A coalition of voting rights groups on Friday sued a federal elections official who decided that residents of Alabama, Kansas and Georgia can no longer register to vote using a national form without providing proof of U.S. citizenship. The 224-page complaint filed in federal court, also named in the suit the U.S. Election Assistance Commission. It was brought by the League of Women Voters, Project Vote, the Georgia State Conference of the NAACP and others. Their complaint contends the action by executive director Brian Newby will hurt voter registration drives and deprive eligible voters of the right to vote in the presidential primary elections. It seeks a court order immediately blocking the changes to the federal voter registration form. “Voters should not have to face an obstacle course to participate and vote,” Elisabeth MacNamara, president of the League of Women Voters of the United States said in a news release.
Newby did not return an after-hours phone message left Friday at his office, and the commission’s spokesman did not immediately respond to an email seeking comment on the lawsuit.
But Newby, who took the job in November, has said he was within his authority and believed he did not have the discretion to decide which state instructions were ok and which were not.

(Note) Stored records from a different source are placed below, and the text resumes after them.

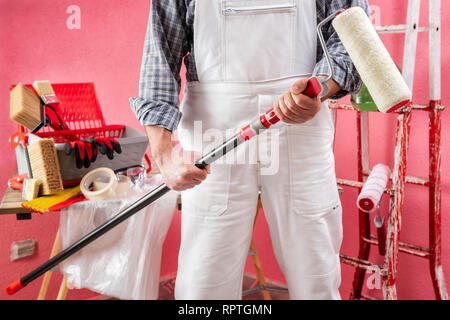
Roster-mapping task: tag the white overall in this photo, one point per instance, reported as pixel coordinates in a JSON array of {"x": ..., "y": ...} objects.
[{"x": 248, "y": 54}]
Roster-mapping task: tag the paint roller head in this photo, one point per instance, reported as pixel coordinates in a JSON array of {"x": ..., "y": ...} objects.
[{"x": 372, "y": 60}]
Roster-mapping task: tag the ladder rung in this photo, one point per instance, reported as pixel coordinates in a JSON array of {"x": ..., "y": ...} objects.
[
  {"x": 340, "y": 106},
  {"x": 403, "y": 247},
  {"x": 400, "y": 28},
  {"x": 362, "y": 264}
]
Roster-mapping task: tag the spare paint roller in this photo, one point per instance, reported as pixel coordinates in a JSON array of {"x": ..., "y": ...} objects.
[
  {"x": 376, "y": 75},
  {"x": 33, "y": 111},
  {"x": 373, "y": 188},
  {"x": 370, "y": 57}
]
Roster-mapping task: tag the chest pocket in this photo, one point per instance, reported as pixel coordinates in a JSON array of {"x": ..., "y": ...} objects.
[{"x": 258, "y": 39}]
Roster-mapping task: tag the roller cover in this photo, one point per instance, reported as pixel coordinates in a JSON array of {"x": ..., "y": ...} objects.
[
  {"x": 372, "y": 60},
  {"x": 374, "y": 187}
]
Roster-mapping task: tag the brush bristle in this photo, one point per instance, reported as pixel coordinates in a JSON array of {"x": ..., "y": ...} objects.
[{"x": 25, "y": 107}]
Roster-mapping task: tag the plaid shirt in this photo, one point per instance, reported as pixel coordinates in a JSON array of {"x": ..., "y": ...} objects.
[{"x": 169, "y": 39}]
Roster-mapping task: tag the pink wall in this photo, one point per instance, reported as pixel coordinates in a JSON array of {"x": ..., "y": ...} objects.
[{"x": 107, "y": 51}]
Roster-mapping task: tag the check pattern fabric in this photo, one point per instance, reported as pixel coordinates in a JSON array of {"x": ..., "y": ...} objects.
[{"x": 169, "y": 40}]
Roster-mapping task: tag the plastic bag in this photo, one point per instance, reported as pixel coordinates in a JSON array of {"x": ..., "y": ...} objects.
[{"x": 124, "y": 262}]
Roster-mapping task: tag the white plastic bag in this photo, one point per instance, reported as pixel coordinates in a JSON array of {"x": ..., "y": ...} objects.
[{"x": 124, "y": 262}]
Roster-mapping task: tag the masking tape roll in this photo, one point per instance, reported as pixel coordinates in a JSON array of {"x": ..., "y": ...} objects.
[
  {"x": 107, "y": 191},
  {"x": 123, "y": 185}
]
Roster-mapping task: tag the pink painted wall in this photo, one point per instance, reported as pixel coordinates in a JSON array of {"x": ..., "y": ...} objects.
[{"x": 37, "y": 45}]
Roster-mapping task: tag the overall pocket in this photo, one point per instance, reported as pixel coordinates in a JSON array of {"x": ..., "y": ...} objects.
[{"x": 258, "y": 39}]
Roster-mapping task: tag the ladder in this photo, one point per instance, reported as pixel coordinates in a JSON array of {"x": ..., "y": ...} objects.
[{"x": 399, "y": 179}]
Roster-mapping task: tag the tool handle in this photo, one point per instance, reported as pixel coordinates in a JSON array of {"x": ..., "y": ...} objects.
[
  {"x": 14, "y": 287},
  {"x": 313, "y": 89}
]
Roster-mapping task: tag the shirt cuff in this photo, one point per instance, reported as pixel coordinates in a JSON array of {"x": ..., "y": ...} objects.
[
  {"x": 156, "y": 113},
  {"x": 345, "y": 75}
]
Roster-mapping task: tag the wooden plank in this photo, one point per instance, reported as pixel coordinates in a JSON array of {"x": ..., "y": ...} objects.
[{"x": 435, "y": 50}]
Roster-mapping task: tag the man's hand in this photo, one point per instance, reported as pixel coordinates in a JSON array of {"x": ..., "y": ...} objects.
[
  {"x": 295, "y": 107},
  {"x": 177, "y": 166}
]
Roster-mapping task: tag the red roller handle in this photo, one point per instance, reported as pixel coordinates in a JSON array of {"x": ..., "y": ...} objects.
[
  {"x": 14, "y": 287},
  {"x": 313, "y": 89}
]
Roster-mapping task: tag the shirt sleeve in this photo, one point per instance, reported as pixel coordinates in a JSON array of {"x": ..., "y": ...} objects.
[
  {"x": 166, "y": 44},
  {"x": 345, "y": 73}
]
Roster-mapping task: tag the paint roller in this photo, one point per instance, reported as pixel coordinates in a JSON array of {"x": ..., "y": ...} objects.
[
  {"x": 372, "y": 61},
  {"x": 370, "y": 197}
]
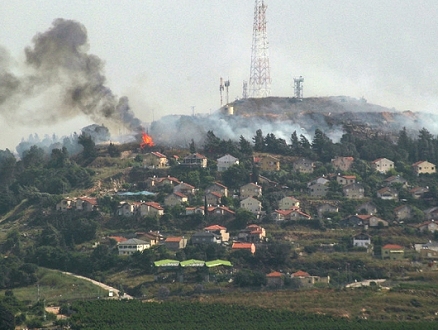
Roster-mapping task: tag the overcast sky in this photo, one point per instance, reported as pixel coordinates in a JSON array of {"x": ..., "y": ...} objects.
[{"x": 168, "y": 55}]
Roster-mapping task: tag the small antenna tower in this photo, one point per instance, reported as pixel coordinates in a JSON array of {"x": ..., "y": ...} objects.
[
  {"x": 298, "y": 87},
  {"x": 227, "y": 84},
  {"x": 221, "y": 88},
  {"x": 260, "y": 75},
  {"x": 245, "y": 90}
]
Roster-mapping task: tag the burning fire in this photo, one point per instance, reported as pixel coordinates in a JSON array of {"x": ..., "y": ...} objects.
[{"x": 146, "y": 140}]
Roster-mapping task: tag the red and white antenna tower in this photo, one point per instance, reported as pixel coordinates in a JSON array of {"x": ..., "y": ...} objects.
[{"x": 260, "y": 75}]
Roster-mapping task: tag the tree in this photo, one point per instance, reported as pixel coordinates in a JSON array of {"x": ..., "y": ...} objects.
[
  {"x": 192, "y": 146},
  {"x": 235, "y": 176},
  {"x": 259, "y": 141},
  {"x": 34, "y": 157},
  {"x": 245, "y": 146},
  {"x": 89, "y": 152},
  {"x": 113, "y": 150},
  {"x": 211, "y": 145}
]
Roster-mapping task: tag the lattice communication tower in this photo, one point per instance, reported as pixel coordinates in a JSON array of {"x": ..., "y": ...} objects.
[
  {"x": 260, "y": 75},
  {"x": 298, "y": 87}
]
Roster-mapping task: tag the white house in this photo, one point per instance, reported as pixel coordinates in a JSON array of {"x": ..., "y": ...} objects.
[
  {"x": 226, "y": 162},
  {"x": 132, "y": 245},
  {"x": 251, "y": 204}
]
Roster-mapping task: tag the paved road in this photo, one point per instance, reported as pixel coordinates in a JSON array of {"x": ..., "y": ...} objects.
[
  {"x": 102, "y": 285},
  {"x": 364, "y": 283}
]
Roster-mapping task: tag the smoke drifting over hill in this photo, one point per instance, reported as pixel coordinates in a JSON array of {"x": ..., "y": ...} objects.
[{"x": 58, "y": 81}]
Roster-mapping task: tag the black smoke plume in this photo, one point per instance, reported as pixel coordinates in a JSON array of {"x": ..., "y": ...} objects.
[{"x": 60, "y": 80}]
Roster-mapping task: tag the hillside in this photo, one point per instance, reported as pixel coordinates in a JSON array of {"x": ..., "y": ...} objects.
[{"x": 281, "y": 116}]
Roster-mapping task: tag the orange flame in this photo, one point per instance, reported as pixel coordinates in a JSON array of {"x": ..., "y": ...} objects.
[{"x": 146, "y": 141}]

Newby sent letters dated Jan. 29 to the three states that had requested the change, and the new instructions were immediately posted on the agency’s website. Under the new rules, any resident in those states who registers to vote using the federal form must show citizenship documentation — such as a birth certificate, naturalization papers or passport. In other states, no such documentation is needed to register. Voters need only sign a sworn statement.